Editor’s note: The practice of uncovering valuable insights from data has been around for centuries. In the modern enterprise, it’s called data science, which has evolved into a critical capability for companies to compete in the digital age.
In their book, “Data Science: Concepts and Practice,” authors Vijay Kotu and Bala Deshpande explain the core principles and applications of modern data science and performance analytics. Kotu is vice president of analytics at ServiceNow; Deshpande is a data scientist and consultant. This article, from the book’s introduction, has been adapted with permission.
Data science is a collection of techniques that extract value from data by finding useful patterns, connections, and relationships within it. It has become an essential tool for any organization that collects, stores, and processes data as part of its operations.
As a popular buzzword, data science spawns a wide variety of definitions and is also commonly known as knowledge discovery, machine learning, predictive analytics, and data mining. Each term, though, has a slightly different connotation, depending on the context.
Despite its growing recognition, data science’s underlying methods are decades if not centuries old. Engineers and scientists have been using predictive models since the beginning of the 19th century. Humans have always been forward-looking creatures, and predictive sciences are manifestations of this curiosity.
Almost every organization and business uses data science today. The science of data science involves employing evidence-based methods built on empirical knowledge and historical observations.
As the ability to collect, store, and process data has increased, in line with Moore’s Law— which holds that computing hardware capabilities double every two years—data science is being applied in an increasing number of fields. In previous decades, building a production-quality regression model took several dozen hours. Today, sophisticated machine learning models involving hundreds of predictors with millions of records can run on a laptop computer in a matter of seconds.

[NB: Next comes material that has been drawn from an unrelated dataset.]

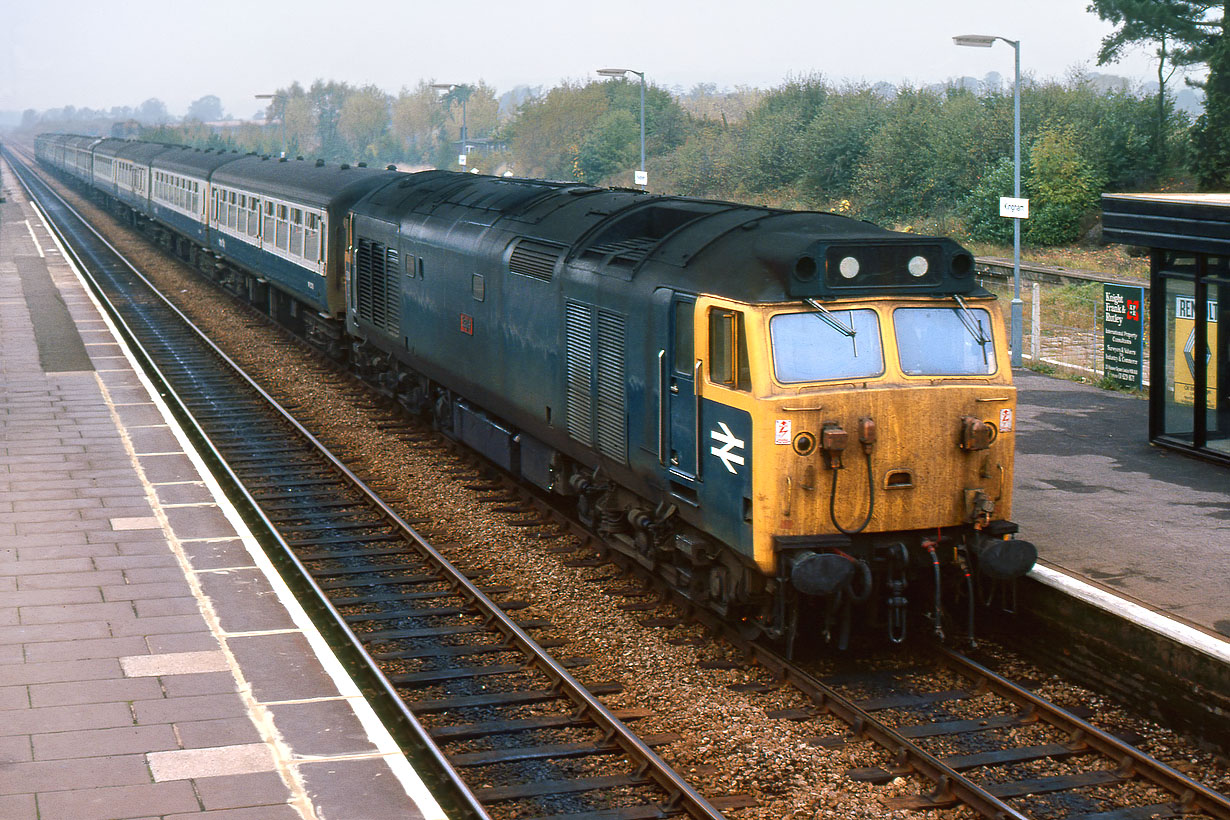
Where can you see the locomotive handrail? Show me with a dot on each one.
(662, 408)
(696, 371)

The importance of data preparation
The process involved in data science, however, has not changed since those early days and is not likely to change much in the foreseeable future. To get meaningful results from any data, a major effort preparing, cleaning, scrubbing, or standardizing the data is still required before learning algorithms can begin to crunch them.

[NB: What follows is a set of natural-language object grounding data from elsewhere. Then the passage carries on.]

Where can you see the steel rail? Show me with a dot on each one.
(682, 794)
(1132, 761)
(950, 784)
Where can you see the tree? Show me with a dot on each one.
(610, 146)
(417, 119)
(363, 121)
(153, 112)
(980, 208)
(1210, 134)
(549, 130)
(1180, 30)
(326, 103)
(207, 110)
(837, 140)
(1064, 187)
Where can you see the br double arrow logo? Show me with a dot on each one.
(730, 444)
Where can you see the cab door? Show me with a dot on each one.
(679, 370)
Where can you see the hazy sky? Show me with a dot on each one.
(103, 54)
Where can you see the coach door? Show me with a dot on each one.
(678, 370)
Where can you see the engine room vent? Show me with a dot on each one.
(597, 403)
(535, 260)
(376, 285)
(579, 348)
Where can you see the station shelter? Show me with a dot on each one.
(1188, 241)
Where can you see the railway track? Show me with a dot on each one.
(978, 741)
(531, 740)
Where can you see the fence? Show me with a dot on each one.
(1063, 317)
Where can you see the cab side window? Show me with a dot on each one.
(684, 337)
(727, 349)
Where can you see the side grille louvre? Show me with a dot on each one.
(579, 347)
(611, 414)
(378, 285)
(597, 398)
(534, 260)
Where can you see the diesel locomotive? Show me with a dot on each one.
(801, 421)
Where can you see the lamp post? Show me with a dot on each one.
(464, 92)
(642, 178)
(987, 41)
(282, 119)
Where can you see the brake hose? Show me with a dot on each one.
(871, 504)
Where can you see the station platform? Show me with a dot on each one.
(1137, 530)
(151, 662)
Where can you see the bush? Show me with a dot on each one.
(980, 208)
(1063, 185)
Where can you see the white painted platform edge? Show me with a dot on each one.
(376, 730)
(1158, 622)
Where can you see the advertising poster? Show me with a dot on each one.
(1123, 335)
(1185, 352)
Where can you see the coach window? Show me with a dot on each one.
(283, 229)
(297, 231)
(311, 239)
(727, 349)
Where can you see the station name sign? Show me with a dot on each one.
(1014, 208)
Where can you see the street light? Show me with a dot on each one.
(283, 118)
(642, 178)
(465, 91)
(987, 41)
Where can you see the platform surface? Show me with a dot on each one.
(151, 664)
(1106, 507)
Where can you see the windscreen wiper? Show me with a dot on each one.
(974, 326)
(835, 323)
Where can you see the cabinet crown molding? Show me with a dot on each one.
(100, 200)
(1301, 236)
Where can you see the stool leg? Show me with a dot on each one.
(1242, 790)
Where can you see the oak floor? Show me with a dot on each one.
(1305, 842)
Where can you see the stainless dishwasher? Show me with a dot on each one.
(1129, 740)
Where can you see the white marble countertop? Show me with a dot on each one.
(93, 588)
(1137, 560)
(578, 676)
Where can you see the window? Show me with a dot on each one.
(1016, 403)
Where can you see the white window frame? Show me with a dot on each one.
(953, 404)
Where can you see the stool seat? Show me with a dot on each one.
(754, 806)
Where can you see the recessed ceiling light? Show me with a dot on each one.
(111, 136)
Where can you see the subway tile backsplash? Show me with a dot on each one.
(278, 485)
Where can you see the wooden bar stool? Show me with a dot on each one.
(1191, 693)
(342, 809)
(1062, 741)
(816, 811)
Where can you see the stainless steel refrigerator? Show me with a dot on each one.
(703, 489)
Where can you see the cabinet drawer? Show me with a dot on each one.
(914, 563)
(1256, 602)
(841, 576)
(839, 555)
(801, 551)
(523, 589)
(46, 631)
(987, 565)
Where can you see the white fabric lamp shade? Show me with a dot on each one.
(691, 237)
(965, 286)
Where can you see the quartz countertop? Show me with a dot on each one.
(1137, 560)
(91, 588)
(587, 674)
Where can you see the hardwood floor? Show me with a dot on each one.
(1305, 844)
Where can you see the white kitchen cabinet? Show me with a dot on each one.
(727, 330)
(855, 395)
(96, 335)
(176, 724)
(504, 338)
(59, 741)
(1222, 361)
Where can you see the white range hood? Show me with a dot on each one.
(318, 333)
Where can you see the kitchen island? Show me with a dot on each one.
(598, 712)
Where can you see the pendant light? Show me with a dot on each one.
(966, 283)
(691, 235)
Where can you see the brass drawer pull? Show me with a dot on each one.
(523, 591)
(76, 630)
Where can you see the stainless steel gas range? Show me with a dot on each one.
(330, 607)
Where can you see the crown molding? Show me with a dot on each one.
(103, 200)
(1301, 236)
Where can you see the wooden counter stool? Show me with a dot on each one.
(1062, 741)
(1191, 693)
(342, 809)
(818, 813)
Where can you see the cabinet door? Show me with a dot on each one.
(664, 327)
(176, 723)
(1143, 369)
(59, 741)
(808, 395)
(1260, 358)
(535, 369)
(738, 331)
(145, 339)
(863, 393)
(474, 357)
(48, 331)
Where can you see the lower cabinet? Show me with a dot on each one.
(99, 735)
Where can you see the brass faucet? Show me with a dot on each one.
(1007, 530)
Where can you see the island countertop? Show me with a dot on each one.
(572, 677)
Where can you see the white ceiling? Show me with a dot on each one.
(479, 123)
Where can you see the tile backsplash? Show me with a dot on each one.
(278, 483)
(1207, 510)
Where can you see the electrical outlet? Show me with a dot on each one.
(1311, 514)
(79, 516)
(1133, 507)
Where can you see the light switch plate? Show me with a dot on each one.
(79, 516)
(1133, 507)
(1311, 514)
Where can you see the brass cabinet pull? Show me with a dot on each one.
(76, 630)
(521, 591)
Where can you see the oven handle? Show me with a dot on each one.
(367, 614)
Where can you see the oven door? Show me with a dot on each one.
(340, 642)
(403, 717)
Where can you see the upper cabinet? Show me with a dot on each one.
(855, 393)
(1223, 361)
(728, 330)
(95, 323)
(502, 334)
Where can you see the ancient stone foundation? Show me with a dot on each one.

What may change is the automation available to do that work. Currently, this process is iterative and requires analysts’ to be aware of best practices, but soon enough smart automation may become common practice. This will allow the focus to be put on the most important aspect of data science: interpreting the results of the analysis to make decisions. This will also increase the reach of data science to a wider audience.
Today, sophisticated machine learning models involving hundreds of predictors with millions of records can run on a laptop computer in a matter of seconds.

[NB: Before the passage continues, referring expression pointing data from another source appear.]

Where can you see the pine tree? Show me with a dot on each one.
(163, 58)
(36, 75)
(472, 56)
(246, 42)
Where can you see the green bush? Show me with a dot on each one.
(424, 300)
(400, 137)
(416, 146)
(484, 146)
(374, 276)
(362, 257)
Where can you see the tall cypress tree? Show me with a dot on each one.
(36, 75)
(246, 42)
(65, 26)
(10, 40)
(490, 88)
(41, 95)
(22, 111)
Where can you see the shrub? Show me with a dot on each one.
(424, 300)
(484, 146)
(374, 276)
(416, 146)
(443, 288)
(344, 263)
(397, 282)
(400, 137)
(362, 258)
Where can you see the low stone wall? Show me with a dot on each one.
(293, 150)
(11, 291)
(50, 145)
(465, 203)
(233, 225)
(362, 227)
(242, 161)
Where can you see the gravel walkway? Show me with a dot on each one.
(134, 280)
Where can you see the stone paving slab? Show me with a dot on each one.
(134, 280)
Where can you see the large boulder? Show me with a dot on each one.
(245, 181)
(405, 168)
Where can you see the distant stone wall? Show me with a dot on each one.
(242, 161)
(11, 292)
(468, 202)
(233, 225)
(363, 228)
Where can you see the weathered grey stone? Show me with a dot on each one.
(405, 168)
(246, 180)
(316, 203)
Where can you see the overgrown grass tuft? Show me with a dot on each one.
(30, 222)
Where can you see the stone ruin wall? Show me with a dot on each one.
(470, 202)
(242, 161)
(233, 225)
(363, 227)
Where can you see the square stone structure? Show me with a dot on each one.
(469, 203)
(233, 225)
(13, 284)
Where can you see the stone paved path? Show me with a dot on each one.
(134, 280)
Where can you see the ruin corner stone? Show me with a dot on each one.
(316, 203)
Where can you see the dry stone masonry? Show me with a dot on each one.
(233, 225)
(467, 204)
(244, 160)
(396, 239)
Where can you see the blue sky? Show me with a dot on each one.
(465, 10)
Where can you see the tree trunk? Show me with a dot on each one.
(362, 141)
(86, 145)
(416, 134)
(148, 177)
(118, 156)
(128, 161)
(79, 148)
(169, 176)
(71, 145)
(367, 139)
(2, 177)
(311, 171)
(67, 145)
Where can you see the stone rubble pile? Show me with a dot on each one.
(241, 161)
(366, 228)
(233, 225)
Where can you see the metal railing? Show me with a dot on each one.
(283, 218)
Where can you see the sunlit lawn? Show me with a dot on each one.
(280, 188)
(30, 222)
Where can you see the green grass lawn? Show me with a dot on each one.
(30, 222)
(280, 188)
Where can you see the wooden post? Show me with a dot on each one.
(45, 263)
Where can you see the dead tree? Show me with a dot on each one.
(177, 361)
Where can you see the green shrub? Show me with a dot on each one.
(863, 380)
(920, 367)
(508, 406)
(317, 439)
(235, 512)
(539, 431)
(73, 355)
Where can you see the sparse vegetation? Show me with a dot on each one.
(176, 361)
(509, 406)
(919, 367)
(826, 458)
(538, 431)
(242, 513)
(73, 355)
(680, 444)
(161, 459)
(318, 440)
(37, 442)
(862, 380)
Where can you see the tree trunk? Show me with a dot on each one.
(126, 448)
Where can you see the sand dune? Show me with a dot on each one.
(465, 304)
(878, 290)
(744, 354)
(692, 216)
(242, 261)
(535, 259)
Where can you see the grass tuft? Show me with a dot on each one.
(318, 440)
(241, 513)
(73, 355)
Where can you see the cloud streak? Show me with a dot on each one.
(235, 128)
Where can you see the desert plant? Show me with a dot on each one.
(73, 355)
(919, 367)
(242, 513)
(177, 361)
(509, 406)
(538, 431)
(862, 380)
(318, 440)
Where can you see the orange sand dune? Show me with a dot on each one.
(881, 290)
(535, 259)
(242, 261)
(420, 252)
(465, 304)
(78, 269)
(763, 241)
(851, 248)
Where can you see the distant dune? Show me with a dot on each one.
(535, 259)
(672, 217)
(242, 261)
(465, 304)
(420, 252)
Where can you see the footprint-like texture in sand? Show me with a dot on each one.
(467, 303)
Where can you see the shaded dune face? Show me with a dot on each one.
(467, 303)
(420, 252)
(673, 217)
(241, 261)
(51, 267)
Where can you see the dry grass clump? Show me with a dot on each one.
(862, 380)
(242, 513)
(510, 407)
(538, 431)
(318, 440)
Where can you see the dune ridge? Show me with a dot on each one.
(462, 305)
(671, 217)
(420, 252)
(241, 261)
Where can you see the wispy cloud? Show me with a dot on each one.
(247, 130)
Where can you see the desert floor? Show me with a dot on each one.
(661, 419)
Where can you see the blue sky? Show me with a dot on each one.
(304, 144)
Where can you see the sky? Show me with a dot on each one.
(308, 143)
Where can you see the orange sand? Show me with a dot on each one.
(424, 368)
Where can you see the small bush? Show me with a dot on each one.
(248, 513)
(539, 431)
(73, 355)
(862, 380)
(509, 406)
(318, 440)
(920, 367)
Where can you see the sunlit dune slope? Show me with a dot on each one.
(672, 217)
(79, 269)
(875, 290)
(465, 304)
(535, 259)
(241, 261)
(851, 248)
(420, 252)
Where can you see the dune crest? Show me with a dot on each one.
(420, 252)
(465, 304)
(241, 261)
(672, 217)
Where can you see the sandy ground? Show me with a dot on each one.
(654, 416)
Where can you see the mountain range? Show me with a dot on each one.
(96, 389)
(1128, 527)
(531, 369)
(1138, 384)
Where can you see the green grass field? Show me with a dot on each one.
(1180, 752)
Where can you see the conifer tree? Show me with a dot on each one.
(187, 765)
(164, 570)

So, which data science techniques are the most important to master? The vast majority of contemporary data science practitioners use a handful of very powerful techniques, such as decision trees, regression models, deep learning, and clustering.
However, as with all 80/20 rules, the long tail, which is made up of a large number of specialized techniques, is where the value lies. Depending on what is needed, the best approach may require a relatively obscure technique or a combination of several not-so-commonly used procedures. Thus, learning data science and its methods systematically is a proven way to reap consistent rewards.